Open Closed Open is a collection of poetry by renowned Israeli poet Yehuda Amichai, published in Hebrew in 1998 and translated to English in 2000. The book contains sequence poems that connect to form a unified work examining life, death, love, and war. Amichai draws from his experiences as an Israeli soldier and civilian, incorporating both personal memories and broader cultural contexts. The poems move between intimate moments and sweeping historical events, featuring locations from Jerusalem to Germany. The collection takes its title from a metaphor about doors and stages of understanding that recurs throughout the work. The poems employ concrete imagery from everyday life - stones, trees, buildings - while exploring abstract concepts. The work grapples with themes of religious faith, national identity, and the cycle of human existence. Through its structure and content, the collection suggests that meaning exists in the spaces between openings and closings, between certainty and doubt.

👀 Reviews

Readers praise Amichai's raw honesty and ability to weave personal experiences with Jewish history and faith. Many connect with his reflections on love, loss, and mortality. The poems resonate with both religious and secular readers due to their accessibility and emotional depth. Readers highlight the skilled translation by Chana Bloch and Chana Kronfeld, noting how it preserves the original Hebrew wordplay and cultural nuances. Several reviews mention the power of poems like "I Wasn't One of the Six Million" and "The Diameter of the Bomb." Some readers find the collection uneven, with certain poems feeling too abstract or requiring more cultural context to fully appreciate. A few note that the cyclical structure can feel repetitive. Ratings: Goodreads: 4.4/5 (156 ratings) Amazon: 4.7/5 (21 reviews) "These poems punch you in the gut while making you think deeply about existence" - Goodreads reviewer "The interconnected sequences take time to unfold but reward patient reading" - Amazon reviewer

📚 Similar books

The Selected Poetry of Rainer Maria Rilke by Rainer Maria Rilke These poems explore spiritual questioning, mortality, and the tension between inner life and external reality through personal observations of everyday moments.

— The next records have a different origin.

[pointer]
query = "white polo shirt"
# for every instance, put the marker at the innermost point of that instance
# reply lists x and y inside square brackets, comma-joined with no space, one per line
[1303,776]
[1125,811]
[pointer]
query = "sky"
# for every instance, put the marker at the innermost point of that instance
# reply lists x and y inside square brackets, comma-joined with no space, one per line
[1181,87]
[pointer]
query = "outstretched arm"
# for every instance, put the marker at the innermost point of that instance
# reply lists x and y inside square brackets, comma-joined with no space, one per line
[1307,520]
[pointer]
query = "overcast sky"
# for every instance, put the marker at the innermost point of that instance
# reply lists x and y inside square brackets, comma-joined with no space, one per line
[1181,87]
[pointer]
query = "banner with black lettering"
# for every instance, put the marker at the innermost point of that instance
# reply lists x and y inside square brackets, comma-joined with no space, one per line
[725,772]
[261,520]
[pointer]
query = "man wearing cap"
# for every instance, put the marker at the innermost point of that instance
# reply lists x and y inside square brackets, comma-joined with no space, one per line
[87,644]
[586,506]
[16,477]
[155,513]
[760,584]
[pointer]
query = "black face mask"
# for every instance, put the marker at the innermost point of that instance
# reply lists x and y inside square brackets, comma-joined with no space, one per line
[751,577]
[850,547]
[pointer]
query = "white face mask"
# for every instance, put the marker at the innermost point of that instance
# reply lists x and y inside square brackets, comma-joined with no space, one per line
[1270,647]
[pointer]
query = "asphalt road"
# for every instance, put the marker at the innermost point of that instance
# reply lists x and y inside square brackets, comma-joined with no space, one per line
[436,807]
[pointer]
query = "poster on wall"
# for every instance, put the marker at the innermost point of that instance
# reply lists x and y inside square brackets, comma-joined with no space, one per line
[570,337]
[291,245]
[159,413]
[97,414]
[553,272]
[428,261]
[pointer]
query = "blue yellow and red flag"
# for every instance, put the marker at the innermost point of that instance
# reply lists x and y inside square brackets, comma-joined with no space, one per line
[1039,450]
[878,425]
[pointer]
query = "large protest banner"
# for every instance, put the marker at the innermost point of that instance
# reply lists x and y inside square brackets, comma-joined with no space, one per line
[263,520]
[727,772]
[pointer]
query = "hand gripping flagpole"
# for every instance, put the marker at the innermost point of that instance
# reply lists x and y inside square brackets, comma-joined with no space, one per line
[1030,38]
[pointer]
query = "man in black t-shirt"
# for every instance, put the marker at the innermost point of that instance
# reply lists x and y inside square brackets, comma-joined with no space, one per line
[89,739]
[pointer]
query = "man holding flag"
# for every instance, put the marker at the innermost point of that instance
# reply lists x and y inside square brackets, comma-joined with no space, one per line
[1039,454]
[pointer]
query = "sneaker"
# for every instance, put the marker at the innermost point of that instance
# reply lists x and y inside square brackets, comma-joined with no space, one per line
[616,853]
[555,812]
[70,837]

The Dream of a Common Language by Adrienne Rich The collection weaves together personal and political themes while examining Jewish identity, historical memory, and the complexities of human relationships.

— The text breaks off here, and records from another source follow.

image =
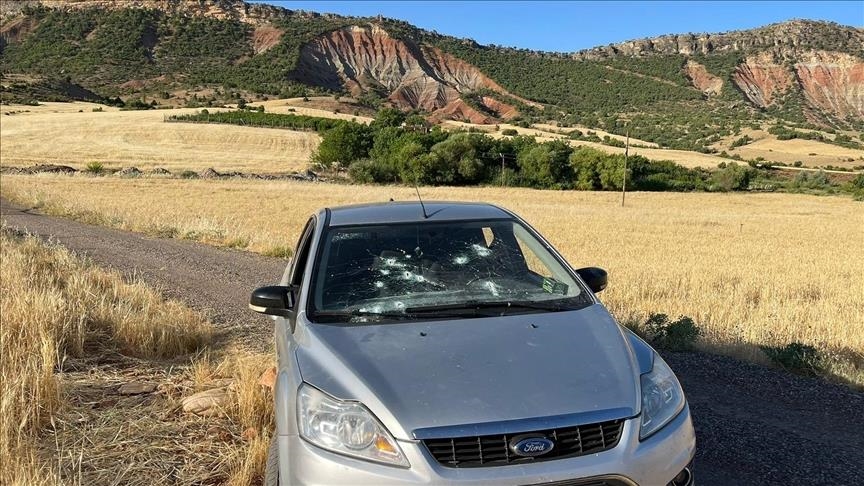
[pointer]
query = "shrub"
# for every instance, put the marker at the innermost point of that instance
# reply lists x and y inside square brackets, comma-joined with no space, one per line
[811,180]
[343,144]
[94,167]
[741,142]
[677,335]
[733,177]
[801,358]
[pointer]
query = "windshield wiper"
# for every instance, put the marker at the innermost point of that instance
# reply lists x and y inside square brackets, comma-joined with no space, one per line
[483,304]
[348,315]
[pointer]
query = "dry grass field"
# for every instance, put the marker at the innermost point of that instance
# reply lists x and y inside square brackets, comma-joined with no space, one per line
[57,133]
[751,269]
[71,335]
[810,152]
[685,158]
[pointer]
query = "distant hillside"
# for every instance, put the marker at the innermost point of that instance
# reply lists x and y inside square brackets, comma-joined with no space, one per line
[681,91]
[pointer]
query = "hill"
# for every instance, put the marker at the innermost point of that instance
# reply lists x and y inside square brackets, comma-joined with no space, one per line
[679,91]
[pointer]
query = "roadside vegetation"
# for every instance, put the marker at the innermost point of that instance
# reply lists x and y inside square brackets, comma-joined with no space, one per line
[73,338]
[749,270]
[400,148]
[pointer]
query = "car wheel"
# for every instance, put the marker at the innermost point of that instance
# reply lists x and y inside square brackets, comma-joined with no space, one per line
[271,470]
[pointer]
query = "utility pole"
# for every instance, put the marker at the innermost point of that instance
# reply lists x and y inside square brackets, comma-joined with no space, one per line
[626,154]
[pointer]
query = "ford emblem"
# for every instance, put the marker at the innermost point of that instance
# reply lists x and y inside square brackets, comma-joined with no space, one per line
[531,446]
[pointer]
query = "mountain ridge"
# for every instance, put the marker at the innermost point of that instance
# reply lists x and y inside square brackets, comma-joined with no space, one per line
[678,90]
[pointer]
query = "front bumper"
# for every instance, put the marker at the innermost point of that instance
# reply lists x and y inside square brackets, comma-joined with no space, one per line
[654,461]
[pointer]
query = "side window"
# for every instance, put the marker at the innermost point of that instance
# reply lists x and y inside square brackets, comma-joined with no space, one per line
[301,255]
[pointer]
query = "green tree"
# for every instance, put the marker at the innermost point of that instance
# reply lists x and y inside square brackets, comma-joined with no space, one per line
[732,178]
[546,165]
[343,144]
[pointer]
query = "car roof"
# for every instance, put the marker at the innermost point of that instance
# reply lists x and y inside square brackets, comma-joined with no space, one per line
[412,212]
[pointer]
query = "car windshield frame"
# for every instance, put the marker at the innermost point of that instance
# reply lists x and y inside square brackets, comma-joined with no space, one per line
[448,310]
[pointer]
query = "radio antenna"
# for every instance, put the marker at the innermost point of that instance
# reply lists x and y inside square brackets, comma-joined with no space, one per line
[425,216]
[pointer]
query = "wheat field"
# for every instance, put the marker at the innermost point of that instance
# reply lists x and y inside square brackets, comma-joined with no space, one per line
[810,152]
[751,269]
[71,334]
[57,133]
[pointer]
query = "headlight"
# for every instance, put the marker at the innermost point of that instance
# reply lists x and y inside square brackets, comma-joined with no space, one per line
[662,398]
[345,427]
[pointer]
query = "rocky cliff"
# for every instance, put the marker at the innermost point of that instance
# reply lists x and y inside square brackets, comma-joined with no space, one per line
[703,80]
[251,13]
[367,58]
[784,40]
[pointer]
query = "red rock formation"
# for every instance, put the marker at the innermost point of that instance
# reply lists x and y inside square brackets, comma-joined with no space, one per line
[761,79]
[364,58]
[460,111]
[702,79]
[833,82]
[264,37]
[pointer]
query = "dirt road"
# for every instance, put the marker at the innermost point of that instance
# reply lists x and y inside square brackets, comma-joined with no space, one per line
[755,426]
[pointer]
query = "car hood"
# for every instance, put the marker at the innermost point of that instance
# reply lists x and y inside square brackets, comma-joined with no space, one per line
[468,372]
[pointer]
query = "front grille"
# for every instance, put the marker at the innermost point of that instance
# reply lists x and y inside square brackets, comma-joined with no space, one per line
[611,481]
[494,450]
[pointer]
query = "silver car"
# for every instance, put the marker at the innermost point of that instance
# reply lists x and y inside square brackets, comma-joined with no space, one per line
[451,344]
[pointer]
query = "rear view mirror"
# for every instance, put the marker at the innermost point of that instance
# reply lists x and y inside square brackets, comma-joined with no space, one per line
[274,300]
[595,278]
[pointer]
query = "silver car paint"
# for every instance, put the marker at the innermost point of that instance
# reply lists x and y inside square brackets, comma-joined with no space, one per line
[653,461]
[478,370]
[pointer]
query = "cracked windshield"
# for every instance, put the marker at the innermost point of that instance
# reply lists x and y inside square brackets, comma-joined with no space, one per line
[446,270]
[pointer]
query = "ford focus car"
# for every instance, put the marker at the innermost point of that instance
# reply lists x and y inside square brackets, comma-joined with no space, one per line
[450,343]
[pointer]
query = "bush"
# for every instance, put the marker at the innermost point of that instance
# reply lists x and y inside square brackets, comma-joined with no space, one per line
[811,180]
[95,167]
[801,358]
[343,144]
[677,335]
[733,177]
[741,142]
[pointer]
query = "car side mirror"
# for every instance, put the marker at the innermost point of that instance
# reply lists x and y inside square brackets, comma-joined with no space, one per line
[274,300]
[595,278]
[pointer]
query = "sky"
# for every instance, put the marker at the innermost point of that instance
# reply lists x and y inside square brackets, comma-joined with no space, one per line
[571,26]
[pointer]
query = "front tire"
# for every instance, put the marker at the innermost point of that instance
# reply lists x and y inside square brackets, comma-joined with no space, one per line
[271,470]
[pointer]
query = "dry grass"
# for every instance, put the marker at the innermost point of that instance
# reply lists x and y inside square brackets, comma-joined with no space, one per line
[318,106]
[142,139]
[810,152]
[685,158]
[71,334]
[751,269]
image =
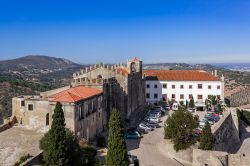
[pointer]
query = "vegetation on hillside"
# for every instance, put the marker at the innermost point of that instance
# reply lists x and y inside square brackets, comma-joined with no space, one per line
[179,128]
[244,116]
[30,75]
[206,138]
[117,151]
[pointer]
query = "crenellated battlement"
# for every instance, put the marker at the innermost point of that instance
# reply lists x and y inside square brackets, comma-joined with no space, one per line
[112,68]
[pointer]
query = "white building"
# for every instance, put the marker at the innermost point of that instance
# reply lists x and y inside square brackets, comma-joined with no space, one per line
[181,85]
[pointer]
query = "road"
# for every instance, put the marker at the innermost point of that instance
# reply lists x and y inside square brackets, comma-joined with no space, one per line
[148,149]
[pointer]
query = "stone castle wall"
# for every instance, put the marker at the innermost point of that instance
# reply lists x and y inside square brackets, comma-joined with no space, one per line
[240,98]
[218,158]
[226,132]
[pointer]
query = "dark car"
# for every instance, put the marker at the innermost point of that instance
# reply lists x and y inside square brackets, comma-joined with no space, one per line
[133,134]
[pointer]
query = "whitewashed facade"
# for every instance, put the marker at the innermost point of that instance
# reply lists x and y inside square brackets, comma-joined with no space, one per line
[181,90]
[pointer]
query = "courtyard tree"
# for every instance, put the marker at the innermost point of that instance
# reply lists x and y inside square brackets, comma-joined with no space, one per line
[206,139]
[59,145]
[191,102]
[117,151]
[179,128]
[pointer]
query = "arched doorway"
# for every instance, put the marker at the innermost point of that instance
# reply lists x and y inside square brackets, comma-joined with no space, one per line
[47,119]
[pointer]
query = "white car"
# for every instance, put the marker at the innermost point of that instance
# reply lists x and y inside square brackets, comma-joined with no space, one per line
[152,119]
[145,127]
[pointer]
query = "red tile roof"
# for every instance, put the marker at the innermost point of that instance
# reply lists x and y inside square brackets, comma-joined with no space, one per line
[179,75]
[75,94]
[123,71]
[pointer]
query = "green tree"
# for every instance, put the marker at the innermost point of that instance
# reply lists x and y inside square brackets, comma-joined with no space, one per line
[191,103]
[179,127]
[54,144]
[206,139]
[117,151]
[187,104]
[59,145]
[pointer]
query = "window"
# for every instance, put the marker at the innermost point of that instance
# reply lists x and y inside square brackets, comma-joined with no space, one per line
[22,103]
[30,107]
[200,97]
[199,86]
[164,86]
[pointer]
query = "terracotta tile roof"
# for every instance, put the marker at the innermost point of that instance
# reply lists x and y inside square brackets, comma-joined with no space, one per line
[179,75]
[123,71]
[75,94]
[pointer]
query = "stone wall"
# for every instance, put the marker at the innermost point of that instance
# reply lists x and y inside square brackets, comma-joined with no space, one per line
[35,118]
[226,132]
[218,158]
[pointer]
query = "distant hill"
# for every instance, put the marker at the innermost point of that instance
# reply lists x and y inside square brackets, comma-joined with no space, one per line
[31,75]
[37,62]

Self-Portrait in a Convex Mirror by John Ashbery This work merges art, history, and personal reflection while investigating the boundaries between past and present, memory and reality.

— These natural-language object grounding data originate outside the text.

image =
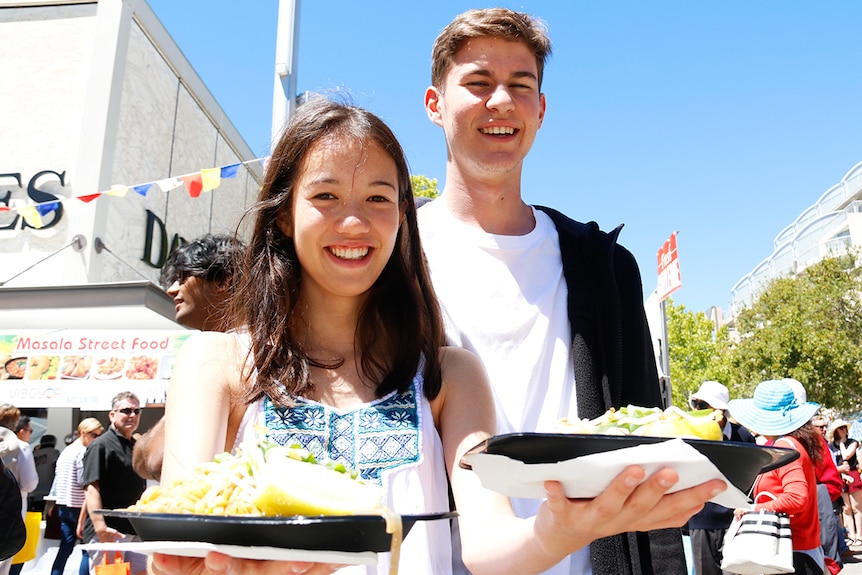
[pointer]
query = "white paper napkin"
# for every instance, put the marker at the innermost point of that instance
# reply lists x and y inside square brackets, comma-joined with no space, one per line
[588,476]
[200,549]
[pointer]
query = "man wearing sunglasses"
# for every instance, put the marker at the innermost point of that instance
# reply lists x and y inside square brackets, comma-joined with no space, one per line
[111,482]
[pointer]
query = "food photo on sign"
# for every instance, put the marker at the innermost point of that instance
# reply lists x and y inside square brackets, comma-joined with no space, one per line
[85,368]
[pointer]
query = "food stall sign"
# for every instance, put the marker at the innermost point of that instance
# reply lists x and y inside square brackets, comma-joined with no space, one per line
[669,277]
[86,368]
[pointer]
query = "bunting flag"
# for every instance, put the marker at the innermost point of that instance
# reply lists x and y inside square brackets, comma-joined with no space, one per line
[31,216]
[210,178]
[193,184]
[204,180]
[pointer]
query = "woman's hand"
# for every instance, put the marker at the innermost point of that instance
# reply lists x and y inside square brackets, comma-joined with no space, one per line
[630,503]
[221,564]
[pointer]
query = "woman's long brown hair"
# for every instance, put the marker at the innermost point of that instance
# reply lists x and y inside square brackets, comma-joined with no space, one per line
[400,325]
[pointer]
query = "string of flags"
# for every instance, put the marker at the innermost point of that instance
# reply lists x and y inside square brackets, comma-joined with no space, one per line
[195,184]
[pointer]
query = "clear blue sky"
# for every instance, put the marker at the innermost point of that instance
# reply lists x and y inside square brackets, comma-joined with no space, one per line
[722,119]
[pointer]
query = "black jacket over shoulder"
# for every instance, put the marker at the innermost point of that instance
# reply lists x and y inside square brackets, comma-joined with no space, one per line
[12,530]
[614,366]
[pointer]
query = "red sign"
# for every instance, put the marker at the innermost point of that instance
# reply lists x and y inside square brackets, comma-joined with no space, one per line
[669,278]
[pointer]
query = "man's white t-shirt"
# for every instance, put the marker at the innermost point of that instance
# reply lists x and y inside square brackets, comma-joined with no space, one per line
[504,298]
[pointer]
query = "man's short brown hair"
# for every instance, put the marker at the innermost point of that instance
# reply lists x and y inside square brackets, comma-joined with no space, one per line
[488,23]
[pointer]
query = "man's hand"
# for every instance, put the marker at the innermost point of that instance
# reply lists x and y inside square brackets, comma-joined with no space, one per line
[109,535]
[220,564]
[629,503]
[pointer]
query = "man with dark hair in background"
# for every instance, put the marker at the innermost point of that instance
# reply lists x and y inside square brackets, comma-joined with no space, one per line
[198,275]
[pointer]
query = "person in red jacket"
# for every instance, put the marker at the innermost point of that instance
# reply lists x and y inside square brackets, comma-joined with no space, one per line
[775,414]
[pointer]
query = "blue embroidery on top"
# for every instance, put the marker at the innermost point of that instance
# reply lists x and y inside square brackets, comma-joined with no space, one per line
[377,437]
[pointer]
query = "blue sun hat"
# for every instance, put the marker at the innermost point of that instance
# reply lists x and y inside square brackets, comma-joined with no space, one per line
[773,411]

Time of Grief: Mourning Poems by Jeffrey Yang The anthology presents poems that confront loss, memory, and cultural identity through various cultural and historical perspectives.

The Book of Questions by Pablo Neruda These poems pose unanswerable questions about existence, memory, and identity while blending personal experience with universal concerns.

🤔 Interesting facts

🔹 The title "Open Closed Open" reflects the Jewish prayer practice of opening and closing one's eyes during worship, symbolizing cycles of revelation and concealment in life. 🔹 Yehuda Amichai wrote this collection in Hebrew during his final years, and it was published in 1998 - just two years before his death. It serves as a poetic testament to his life's experiences. 🔹 Though born in Germany as Ludwig Pfeuffer, Amichai adopted his Hebrew name after immigrating to Palestine in 1936, with "Amichai" meaning "my people lives" in Hebrew. 🔹 The book's structure mirrors Jewish religious texts, with numbered sequences and interconnected segments that can be read both linearly and as individual pieces. 🔹 Many poems in the collection weave together elements of ancient Jerusalem with modern warfare, reflecting Amichai's experiences as both a soldier in multiple wars and a lifelong student of Jewish texts.